Je savais bien que je n’aimais pas Eddritch, pensa Colin.
— En revanche, il a signalé tes absences répétées. Et la note lamentable que tu as obtenue à ton dernier essai.
— C’est la faute de Beeson. Il m’a demandé de travailler sur ce livre : Voyages temporels : une menace imminente, et c’est complètement débile. Ça prétend que la théorie du voyage temporel est erronée, que les historiens ont une incidence réelle sur les événements, qu’ils les ont affectés de tout temps, mais que nous n’avons pas encore été capables de nous en apercevoir parce que le continuum spatio-temporel a pu annuler les changements. Mais qu’il n’aura pas toujours ce pouvoir, et que nous devons d’urgence arrêter d’envoyer des historiens dans le passé, et…
— Je suis parfaitement au courant des théories du docteur Ishiwaka.
— Alors, vous savez que c’est nul. Et tout ce que j’ai fait, c’est de l’écrire dans mon essai, et Beeson m’a collé une note affreuse ! C’est totalement injuste. Je veux dire, Ishiwaka déclare ces trucs ridicules, comme son affirmation que le décalage ne se produit nullement afin d’empêcher les historiens de se rendre dans des temps et des lieux où ils auraient un impact sur les événements. Il soutient que c’est le symptôme que quelque chose ne va pas, comme la fièvre chez un patient victime d’une infection, et que l’importance du décalage va croître comme lorsqu’une infection empire, mais que nous ne serons pas en mesure de voir quoi que ce soit, parce que c’est exponentiel, ou quelque chose d’approchant, si bien qu’il n’y a aucune preuve de ça, mais que nous devrions arrêter d’envoyer des historiens parce qu’à un moment ou un autre nous aurons effectivement une preuve, et il sera trop tard, et il n’y aura plus aucun voyage dans le temps. C’est complètement nul !
M. Dunworthy fronçait les sourcils.
— Eh bien, ce n’est pas votre avis ?
Dunworthy ne répondait pas.
— Vous ne trouvez pas ? insista Colin.
Et comme son interlocuteur restait muet devant lui :
— Vous n’allez pas prétendre que vous croyez à cette théorie ? Monsieur Dunworthy ?
— Quoi ? Non. Comme tu dis, le docteur Ishiwaka n’a pas été capable de fournir des preuves convaincantes à l’appui de ses idées. D’un autre côté, il soulève certaines questions troublantes qui méritent investigation, plutôt qu’une réfutation comme « nullité intégrale ». Mais tu n’es manifestement pas venu ici pour débattre avec moi de théories sur le voyage temporel. Ou, comme tu l’as prétendu, pour prendre de mes nouvelles.

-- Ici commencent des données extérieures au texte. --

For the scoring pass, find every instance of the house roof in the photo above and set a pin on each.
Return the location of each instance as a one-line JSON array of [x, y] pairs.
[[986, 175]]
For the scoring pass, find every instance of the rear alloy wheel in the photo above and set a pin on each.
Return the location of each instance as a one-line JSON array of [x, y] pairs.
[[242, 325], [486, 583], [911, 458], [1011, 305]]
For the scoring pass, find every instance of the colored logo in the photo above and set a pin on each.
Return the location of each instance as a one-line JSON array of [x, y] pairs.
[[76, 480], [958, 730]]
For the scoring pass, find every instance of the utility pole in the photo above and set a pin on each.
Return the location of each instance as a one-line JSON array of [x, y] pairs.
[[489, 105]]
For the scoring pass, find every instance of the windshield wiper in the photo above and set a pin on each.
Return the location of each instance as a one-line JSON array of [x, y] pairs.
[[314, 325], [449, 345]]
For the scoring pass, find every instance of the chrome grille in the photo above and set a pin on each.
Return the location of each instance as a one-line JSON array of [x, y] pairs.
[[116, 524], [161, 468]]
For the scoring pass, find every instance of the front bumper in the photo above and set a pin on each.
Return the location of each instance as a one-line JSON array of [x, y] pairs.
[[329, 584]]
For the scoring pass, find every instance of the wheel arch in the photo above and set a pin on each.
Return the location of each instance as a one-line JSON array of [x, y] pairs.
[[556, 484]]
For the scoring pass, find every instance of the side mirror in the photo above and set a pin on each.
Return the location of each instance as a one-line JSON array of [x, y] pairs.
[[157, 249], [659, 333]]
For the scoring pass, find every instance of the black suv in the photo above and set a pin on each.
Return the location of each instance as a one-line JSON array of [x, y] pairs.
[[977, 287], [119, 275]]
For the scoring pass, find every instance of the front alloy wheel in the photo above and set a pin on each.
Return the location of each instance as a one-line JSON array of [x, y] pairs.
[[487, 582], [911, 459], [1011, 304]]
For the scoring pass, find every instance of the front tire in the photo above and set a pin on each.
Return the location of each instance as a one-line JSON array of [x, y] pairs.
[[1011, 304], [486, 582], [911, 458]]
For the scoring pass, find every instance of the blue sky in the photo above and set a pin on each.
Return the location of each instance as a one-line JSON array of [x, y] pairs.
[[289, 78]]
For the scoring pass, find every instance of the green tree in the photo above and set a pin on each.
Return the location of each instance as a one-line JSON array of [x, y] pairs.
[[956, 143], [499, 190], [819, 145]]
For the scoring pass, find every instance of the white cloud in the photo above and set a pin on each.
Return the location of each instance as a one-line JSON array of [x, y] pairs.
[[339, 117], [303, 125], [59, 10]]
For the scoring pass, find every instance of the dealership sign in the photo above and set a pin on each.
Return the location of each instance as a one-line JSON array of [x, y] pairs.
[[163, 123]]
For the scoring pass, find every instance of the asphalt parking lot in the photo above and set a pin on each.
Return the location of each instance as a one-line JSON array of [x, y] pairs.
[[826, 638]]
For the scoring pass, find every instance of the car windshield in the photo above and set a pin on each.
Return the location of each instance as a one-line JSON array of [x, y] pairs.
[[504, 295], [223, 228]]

Il posa sur Colin un regard affûté :
— Pourquoi es-tu venu ?
C’est là que ça devenait délicat.
— Parce que je suis en train de perdre mon temps à étudier les maths et le latin. Je veux étudier l’Histoire, et la réalité, pas des livres qui tombent en poussière. Je veux aller en mission. Et ne dites pas que je suis trop jeune. J’avais douze ans quand nous sommes allés affronter la peste noire. Et Jack Cargreaves n’en avait que dix-sept quand il est allé sur Mars.
— Et lady Jane Grey avait dix-sept ans quand on l’a décapitée, assena M. Dunworthy. Devenir historien est encore plus dangereux que de prétendre au trône. Il y a toutes sortes de risques, et c’est la raison pour laquelle les historiens…
— … doivent être des étudiants de troisième année, âgés d’au moins vingt ans, avant d’espérer se rendre dans le passé, récita Colin. Je sais tout ça. Mais je suis déjà allé dans le passé. Je vous ai assisté sur un dix. Rien ne peut être plus dangereux que ça. Et il y a toutes sortes de missions où quelqu’un de mon âge…
M. Dunworthy n’écoutait plus. Il regardait fixement la tech de retour avec une veste en cuir noir bardée de fermetures Éclair métalliques.